Primary practice setting(s): The setting for this study was primary care medical home practices with a minimum of 1,000 lives, contracted with a health plan delivering Medicaid and Children's Health Insurance coverage.
Methodology and sample: Five medical home practice sites were selected for the intervention. The study began with case manager training and project permission in 5 medical homes, followed by implementation of care coordination with health plan clients. The nurse case manager performed care coordination functions for clients and initiated a Lean Six Sigma quality improvement project at the medical home site. The analysis strategy was to compare each medical home with itself before and after the intervention, as well as to obtain satisfaction information from medical home staff and care coordinators.
Results: Reductions in expense, as demonstrated by decreased per member per month claim cost, admissions per thousand, and reduced variation in days per thousand, were documented. Quality projects attained significant improvements in 4 out of 5 sites, and practice staff as well as case managers described satisfaction with the embedded nurse case manager role. These findings support medical homes as being an effective delivery model of the Affordable Care Act.

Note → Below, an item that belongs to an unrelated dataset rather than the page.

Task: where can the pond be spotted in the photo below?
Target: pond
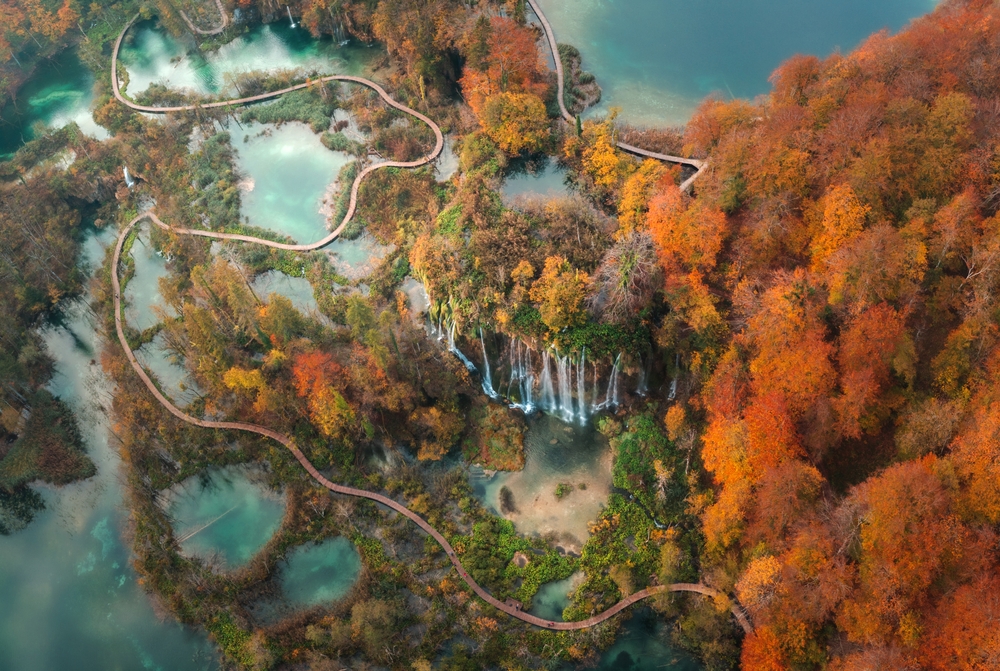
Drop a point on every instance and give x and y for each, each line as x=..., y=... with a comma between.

Implications for case management practice: Case managers who practice in primary care sites can make a significant difference in patient outcomes and practice efficiencies. Embedded case managers have the ability to impact the population being served through modeling and supporting interprofessional relationships and case management expertise. Use of motivational interviewing, assessment skills, advocacy, and joint care planning engage patients in their own care, whereas quality initiatives bring efficiencies and effectiveness to overall operations. There is need for research to be conducted across a larger number of practice sites and diverse populations to substantiate the effect of embedded case management in medical home.